Si avvicinò e, rimanendo in
disparte, tese l'orecchio:
- Cosa fai? - sente che chiede all'ammalato. L'ammalato:
- Non vedi? Aspetto la morte.
Il Pellegrino sorrise. Poi, profetico:
- Ne zapperai di terra ancora e ne berrai di vino dei Vastini. Non è
arrivato ancora il tempo per te.
- Ti va di scherzare. La morte la sento dentro. Mi aggredisce da per tutto
-
E il Pellegrino:
- Gesù ti ama. Gesù è la vita - breve pausa. Poi:
- Alzati. Non sei più malato. Rincasa. La famiglia ha bisogno di
te.
L'inserviente e gli altri degenti, quasi invidiosi:
- E noi? E noi?… Anche noi abbiamo le famiglie. Non lasciarci morire. Non
andartene.
Aiutaci a vivere.
Come d'incanto il Pellegrino si trasformò in
un esercito di pellegrini clonati.
Uno per ogni lettuccio; uno accanto ad
ogni ammalato. Dissero ad una voce:
- Alzatevi, prendete le vostre cose e tornate a casa. Siete guariti!… E non
peccate più. -
E sparve nella luce, della campagna.
Di lì a poco, qualcuno
mise i piedi a terra. Si alzò. Si guardò sotto le ascelle… i bubboni erano
spariti.
- Miracolo! - Urlò.
Pure gli altri si levarono in piedi. Si guardarono
sotto le ascelle…
- Miracolo! - gridarono ad una voce.
Il sacerdote, commosso quanto
loro:
- Chi aspettate a prendere le vostre cosucce e rientrare in paese?

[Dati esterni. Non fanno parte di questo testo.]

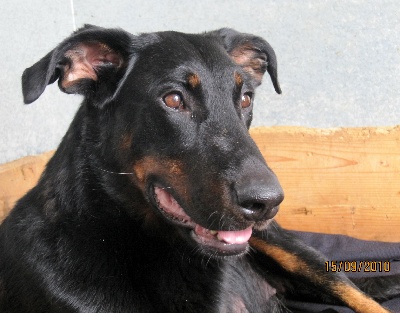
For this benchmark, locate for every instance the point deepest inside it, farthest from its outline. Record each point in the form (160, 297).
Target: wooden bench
(336, 181)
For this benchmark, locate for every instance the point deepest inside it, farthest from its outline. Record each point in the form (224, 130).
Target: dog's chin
(215, 243)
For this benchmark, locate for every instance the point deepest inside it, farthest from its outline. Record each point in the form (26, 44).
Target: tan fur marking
(238, 79)
(194, 80)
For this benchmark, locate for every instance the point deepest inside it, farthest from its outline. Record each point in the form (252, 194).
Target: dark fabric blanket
(345, 252)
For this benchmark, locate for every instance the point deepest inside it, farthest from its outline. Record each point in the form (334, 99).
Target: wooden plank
(342, 181)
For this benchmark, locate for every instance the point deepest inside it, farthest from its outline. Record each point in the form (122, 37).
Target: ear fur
(253, 53)
(90, 62)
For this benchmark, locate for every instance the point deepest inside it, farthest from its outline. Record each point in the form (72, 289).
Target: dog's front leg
(304, 266)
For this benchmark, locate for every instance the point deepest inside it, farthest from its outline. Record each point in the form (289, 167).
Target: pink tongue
(235, 237)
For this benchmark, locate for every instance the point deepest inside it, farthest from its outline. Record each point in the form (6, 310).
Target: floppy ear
(253, 53)
(90, 62)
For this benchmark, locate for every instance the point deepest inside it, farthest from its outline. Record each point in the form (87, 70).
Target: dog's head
(172, 110)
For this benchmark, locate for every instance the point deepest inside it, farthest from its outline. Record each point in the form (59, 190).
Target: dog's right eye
(174, 101)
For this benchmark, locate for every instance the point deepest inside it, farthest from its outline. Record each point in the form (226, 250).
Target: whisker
(111, 172)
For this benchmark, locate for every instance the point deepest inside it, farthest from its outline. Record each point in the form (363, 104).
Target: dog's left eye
(246, 100)
(174, 101)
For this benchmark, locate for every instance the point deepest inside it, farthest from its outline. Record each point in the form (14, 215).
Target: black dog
(157, 189)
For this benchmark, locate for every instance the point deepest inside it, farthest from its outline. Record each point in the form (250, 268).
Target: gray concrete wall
(339, 61)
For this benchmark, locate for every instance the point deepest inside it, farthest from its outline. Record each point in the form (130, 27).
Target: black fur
(91, 237)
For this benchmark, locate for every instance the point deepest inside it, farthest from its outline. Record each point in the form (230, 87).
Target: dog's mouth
(214, 241)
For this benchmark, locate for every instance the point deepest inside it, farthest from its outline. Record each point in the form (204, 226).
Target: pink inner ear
(85, 58)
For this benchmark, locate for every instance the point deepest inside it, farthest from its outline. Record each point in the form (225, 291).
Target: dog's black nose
(259, 195)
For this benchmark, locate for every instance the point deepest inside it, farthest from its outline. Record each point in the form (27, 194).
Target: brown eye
(174, 101)
(246, 100)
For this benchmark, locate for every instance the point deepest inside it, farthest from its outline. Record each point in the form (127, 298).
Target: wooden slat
(342, 181)
(17, 177)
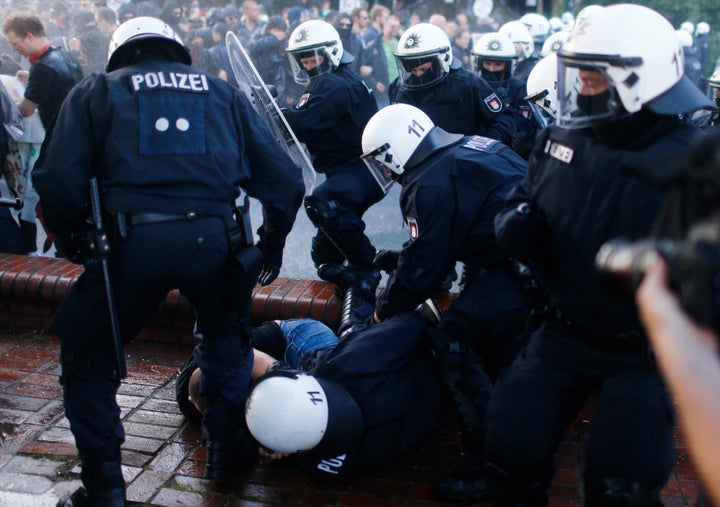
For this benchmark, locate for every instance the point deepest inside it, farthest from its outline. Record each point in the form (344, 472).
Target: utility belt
(593, 335)
(246, 257)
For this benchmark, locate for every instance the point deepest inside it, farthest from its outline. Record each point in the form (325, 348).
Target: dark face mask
(595, 105)
(344, 32)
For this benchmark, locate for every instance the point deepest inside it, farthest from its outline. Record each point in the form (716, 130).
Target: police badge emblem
(493, 102)
(303, 100)
(412, 224)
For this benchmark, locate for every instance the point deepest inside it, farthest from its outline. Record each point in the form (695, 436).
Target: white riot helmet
(554, 43)
(144, 30)
(289, 411)
(688, 27)
(318, 42)
(685, 38)
(520, 35)
(586, 12)
(601, 77)
(538, 26)
(556, 25)
(494, 47)
(702, 28)
(714, 79)
(399, 137)
(568, 20)
(542, 90)
(421, 44)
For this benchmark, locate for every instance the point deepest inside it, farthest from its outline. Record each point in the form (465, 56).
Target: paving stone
(126, 401)
(37, 391)
(28, 403)
(33, 465)
(24, 483)
(170, 457)
(149, 430)
(51, 411)
(169, 497)
(146, 485)
(57, 434)
(50, 448)
(136, 459)
(146, 445)
(159, 418)
(159, 405)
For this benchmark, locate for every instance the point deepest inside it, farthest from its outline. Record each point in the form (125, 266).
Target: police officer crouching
(169, 148)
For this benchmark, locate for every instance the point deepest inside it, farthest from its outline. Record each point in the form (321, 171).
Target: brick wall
(32, 288)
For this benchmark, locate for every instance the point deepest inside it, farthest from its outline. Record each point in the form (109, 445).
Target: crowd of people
(522, 149)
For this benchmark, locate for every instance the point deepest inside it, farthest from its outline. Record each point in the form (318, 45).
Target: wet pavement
(163, 456)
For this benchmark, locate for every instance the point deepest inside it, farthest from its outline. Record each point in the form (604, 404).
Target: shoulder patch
(480, 143)
(414, 231)
(493, 103)
(303, 100)
(559, 151)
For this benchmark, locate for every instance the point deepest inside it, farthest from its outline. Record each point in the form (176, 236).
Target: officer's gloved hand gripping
(271, 266)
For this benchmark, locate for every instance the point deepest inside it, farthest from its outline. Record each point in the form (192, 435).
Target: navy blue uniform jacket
(163, 137)
(449, 203)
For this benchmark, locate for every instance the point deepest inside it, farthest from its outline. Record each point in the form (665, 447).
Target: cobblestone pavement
(163, 459)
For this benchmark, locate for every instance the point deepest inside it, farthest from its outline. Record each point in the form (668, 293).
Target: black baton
(9, 202)
(101, 245)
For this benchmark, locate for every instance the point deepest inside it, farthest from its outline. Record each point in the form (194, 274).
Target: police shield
(257, 92)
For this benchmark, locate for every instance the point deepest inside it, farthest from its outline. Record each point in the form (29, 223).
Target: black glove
(270, 268)
(386, 260)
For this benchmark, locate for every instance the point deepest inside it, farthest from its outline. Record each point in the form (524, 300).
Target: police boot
(229, 443)
(104, 485)
(466, 484)
(356, 313)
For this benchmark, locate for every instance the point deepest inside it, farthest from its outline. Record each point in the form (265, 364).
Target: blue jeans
(304, 336)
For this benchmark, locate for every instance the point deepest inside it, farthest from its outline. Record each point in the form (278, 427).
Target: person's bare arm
(261, 362)
(687, 355)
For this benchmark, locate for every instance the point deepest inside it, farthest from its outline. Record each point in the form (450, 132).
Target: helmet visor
(307, 64)
(586, 95)
(383, 174)
(421, 72)
(542, 108)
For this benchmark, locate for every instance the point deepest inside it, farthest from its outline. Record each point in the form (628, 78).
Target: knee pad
(320, 210)
(617, 492)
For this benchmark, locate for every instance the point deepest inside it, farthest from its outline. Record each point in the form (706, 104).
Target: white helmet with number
(641, 65)
(542, 90)
(421, 44)
(399, 137)
(685, 38)
(319, 43)
(496, 47)
(702, 28)
(714, 79)
(520, 35)
(538, 25)
(688, 27)
(144, 30)
(554, 43)
(289, 411)
(586, 12)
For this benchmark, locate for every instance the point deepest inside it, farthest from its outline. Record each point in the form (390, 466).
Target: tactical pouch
(246, 257)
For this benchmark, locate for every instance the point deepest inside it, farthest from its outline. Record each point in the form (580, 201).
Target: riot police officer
(493, 58)
(452, 187)
(144, 130)
(619, 100)
(329, 118)
(455, 99)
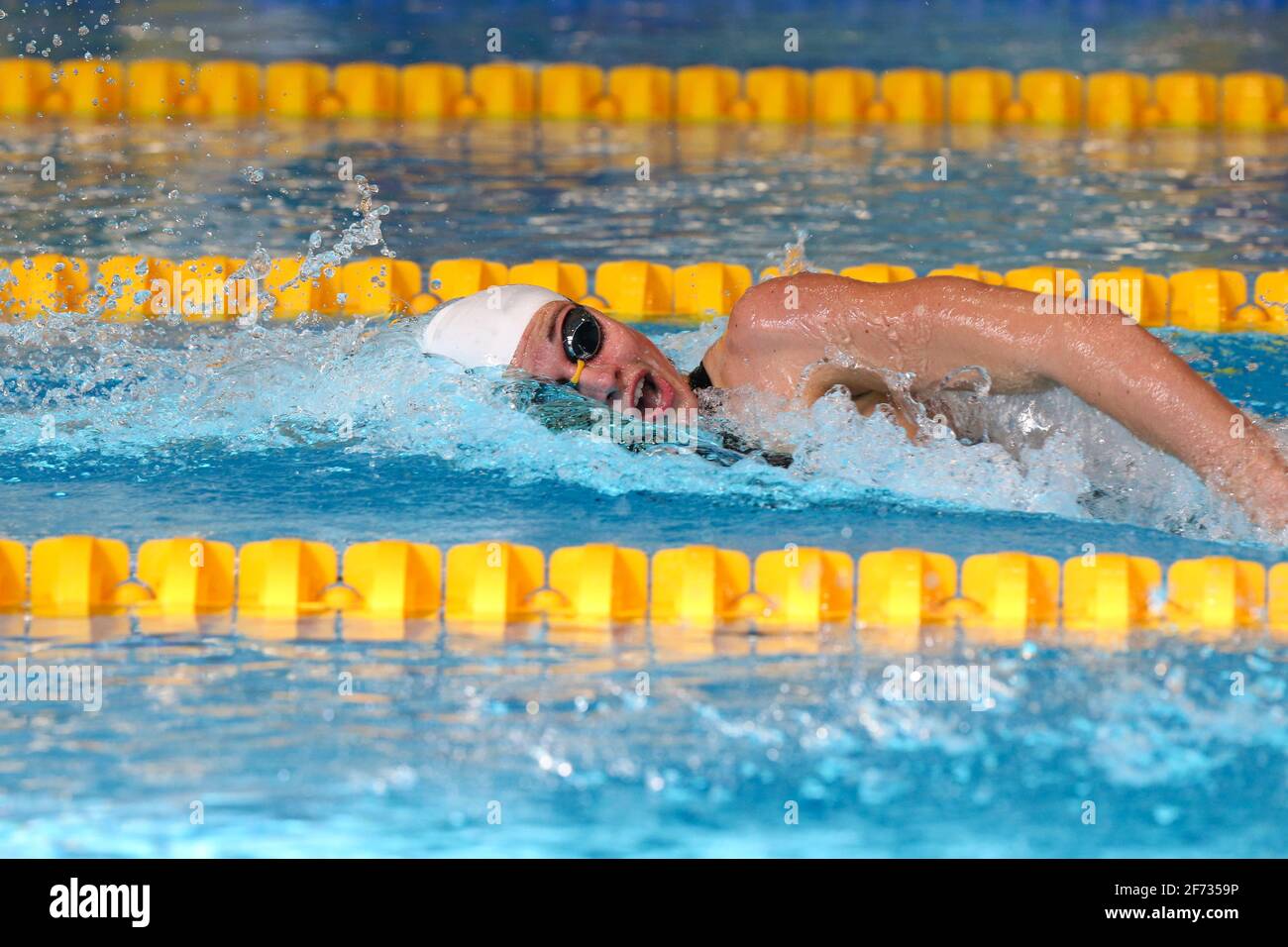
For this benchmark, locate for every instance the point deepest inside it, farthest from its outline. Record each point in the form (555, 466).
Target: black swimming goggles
(583, 338)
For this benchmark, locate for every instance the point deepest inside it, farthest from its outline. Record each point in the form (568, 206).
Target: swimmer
(799, 337)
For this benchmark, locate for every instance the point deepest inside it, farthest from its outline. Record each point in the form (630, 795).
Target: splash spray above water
(318, 262)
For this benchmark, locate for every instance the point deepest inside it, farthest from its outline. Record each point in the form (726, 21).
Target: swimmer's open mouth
(649, 392)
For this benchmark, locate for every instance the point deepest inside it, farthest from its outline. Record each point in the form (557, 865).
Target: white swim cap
(485, 328)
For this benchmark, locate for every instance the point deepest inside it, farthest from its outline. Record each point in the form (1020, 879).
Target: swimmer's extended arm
(1120, 368)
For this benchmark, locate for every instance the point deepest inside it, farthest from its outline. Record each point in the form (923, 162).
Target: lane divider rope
(204, 289)
(1247, 101)
(697, 586)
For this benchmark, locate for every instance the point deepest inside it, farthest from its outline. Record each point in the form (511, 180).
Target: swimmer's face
(626, 368)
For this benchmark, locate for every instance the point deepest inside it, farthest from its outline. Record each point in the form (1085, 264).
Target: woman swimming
(799, 337)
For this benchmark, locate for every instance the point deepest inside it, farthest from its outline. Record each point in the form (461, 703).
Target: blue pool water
(342, 432)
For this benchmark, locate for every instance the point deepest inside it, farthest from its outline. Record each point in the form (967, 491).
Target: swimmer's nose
(601, 382)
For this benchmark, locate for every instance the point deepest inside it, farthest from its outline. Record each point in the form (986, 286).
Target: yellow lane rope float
(201, 289)
(1008, 594)
(1247, 101)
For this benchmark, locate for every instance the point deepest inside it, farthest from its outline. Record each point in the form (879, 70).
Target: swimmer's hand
(1121, 368)
(1107, 360)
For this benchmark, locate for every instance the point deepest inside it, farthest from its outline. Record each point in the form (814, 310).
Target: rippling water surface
(645, 741)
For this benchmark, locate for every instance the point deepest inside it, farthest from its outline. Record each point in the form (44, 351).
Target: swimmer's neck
(713, 361)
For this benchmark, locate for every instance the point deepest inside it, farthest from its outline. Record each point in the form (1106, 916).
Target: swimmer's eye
(581, 335)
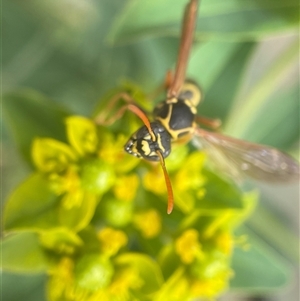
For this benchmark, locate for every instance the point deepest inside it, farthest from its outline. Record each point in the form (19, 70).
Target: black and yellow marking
(174, 122)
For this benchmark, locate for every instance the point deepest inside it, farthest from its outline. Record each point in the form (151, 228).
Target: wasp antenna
(136, 110)
(168, 183)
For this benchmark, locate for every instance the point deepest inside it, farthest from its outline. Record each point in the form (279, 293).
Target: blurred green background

S. Rocco ci aspetta in chiesa.
I degenti aiutati dai parenti e dagli
inservienti obbedirono. Poi, insieme, con il prete che portava la croce a stilo
presero la scorciatoia per il paese.
A mezzo percorso, cominciò come a
grandinare goccioloni "radi e impetuosi", che battendo sulla strada arida e
polverosa, sollevavano un minuto polverio, gradito all'olfatto.
Dopo alcuni
minuti diventarono fitti.
Prima che arrivassero all'entrata del paese pioveva
a dirotto.
Ma tutti, invece di prendersela a male, ci guazzavano dentro,
felici.
Se la godevano quella rinfrescata.
E la campagna metteva certi
respironi "larghi e pieni", che facevan ben sperare.
E in questa esplosione
della natura gli uomini sentivano più vivamente come s'era svolto in meglio il
destino di ciascuno.
Forse non tutti indovinavano che quell'acqua si portasse
via il contagio e avrebbe restituito alla campagna il verde e all'ambiente la
frescura di sempre.
Nessuno si pose il problema di come ripararsi dalla
pioggia.
Premurosi com'erano di raggiungere la Chiesa e raccontare ai santi
protettori la propria esperienza.
Soprattutto di poter presto riprendere la
vita interrotta dalla peste.
Dopo alcuni giorni, constatato che la moria era
cessata e che la vita riprendeva lentamente secondo ritmi conosciuti, le
autorità civili e sanitarie permisero che si riaprissero le porte ai
forestieri.
Nelle case dei morti furono inchiodati gli usci.
In attesa che
si facessero avanti i parenti, per rivendicarne i diritti di proprietà.
Fu
messo su un comitato di cittadini capaci e volenterosi per coinvolgere gli altri
nei preparativi dei festeggiamenti della guarigione ottenuta.
Il 15 di agosto
verso il tramonto uscì la processione dalla chiesa parrocchiale.
Tutti
portavano in mano una torcia al vento accesa. Andava innanzi il crocifero. Dopo
di lui il popolo tutto. Avevano il volto coperto con un telo, nel quale avevano
praticato due fori, in direzione degli occhi. Vestivano o di sacco o di abiti
dimessi, perché logorati e in disuso.
Venivano poi le congrue, tutte. Varie
per colori e per abbigliamento e per insegne.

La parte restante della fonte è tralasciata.